El tiempo de la información también ha cambiado. La medida óptima de los medios de comunicación es ahora la instantaneidad (el tiempo real), lo directo, que sólo la televisión y la radio pueden practicar. Eso hace envejecer a la prensa diaria, forzosamente en retraso con relación al acontecimiento y a la vez demasiado cerca de él para lograr sacar, con la suficiente perspectiva, todas las enseñanzas de lo que acaba de producirse.

Hay un cuarto concepto que se ha modificado y es fundamental: el de la veracidad de la información. Ahora, un hecho es verdad no porque corresponda a criterios objetivos, rigurosos y verificados en sus fuentes, sino sencillamente porque otros medios de comunicación repiten las mismas afirmaciones y confirman. Si la televisión, partiendo de un despacho o de una imagen de agencia, presenta una noticia y la prensa escrita y luego la radio vuelven a dar esta noticia, eso basta para acreditarla como veraz. Así fue, recordemos, como se construyeron la mentira del montón de cadáveres de Timisoara y todas las de la guerra del Golfo. Los medios de comunicación ya no saben distinguir, estructuralmente, lo verdadero de lo falso.

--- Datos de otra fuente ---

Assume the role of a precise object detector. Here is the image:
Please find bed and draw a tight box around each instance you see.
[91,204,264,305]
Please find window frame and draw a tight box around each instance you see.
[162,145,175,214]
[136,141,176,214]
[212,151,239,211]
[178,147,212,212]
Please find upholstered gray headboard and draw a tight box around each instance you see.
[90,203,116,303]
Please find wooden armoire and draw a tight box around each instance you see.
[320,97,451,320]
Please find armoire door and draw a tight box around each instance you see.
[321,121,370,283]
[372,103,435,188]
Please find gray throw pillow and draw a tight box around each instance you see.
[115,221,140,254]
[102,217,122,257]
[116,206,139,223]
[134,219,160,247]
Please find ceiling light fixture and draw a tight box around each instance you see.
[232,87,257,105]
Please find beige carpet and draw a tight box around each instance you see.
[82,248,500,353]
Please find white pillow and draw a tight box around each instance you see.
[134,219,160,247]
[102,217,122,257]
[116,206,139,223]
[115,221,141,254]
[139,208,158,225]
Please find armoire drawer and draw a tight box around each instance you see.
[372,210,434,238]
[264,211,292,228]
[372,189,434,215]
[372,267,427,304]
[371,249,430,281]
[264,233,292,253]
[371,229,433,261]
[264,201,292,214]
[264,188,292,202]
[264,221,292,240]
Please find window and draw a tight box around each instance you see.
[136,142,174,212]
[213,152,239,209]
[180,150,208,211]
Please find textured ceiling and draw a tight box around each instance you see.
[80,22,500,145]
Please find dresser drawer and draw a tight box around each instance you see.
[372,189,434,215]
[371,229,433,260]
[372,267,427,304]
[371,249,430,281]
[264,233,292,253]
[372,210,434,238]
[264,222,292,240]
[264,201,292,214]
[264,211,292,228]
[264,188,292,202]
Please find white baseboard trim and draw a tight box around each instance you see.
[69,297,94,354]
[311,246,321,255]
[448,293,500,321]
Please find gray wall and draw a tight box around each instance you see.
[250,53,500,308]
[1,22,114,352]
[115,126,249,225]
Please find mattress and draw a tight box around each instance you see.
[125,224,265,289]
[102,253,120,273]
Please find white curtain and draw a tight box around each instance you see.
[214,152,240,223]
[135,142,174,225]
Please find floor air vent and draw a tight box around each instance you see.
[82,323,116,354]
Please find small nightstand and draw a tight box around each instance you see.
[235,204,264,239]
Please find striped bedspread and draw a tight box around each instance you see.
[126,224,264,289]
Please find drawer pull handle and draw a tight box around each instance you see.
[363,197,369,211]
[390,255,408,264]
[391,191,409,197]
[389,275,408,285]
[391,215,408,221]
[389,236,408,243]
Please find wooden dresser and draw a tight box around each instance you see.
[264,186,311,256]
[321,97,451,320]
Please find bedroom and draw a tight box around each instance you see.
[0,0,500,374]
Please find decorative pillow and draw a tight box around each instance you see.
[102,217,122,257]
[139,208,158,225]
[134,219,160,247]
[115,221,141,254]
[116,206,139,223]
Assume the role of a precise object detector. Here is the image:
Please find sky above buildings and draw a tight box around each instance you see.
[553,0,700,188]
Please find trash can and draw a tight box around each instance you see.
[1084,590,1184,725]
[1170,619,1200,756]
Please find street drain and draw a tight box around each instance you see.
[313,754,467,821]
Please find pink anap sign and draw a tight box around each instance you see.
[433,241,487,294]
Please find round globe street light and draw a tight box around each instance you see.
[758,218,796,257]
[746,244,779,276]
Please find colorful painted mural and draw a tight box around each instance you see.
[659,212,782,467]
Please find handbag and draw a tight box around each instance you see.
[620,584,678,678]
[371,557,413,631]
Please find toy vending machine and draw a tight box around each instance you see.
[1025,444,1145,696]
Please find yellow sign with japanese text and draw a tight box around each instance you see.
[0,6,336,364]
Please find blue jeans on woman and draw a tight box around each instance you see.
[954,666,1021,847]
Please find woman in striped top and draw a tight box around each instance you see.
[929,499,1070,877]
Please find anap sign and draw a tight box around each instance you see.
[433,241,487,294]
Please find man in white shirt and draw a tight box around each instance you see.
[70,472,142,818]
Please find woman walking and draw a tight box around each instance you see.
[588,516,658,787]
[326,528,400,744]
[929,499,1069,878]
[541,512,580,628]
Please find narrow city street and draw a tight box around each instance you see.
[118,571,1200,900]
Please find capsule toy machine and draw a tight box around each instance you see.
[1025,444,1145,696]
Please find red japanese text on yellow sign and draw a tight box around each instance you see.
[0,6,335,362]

En esta conmoción mediática, es cada vez más vano querer analizar la prensa escrita aislada de los demás medios de información. Los medios (y los periodistas) se repiten, se imitan, se copian, se responden, se entremezclan hasta el punto de que ya no constituyen sino un solo sistema de información dentro del cual es cada vez más arduo distinguir la especificidad de uno de ellos separándolo de los otros.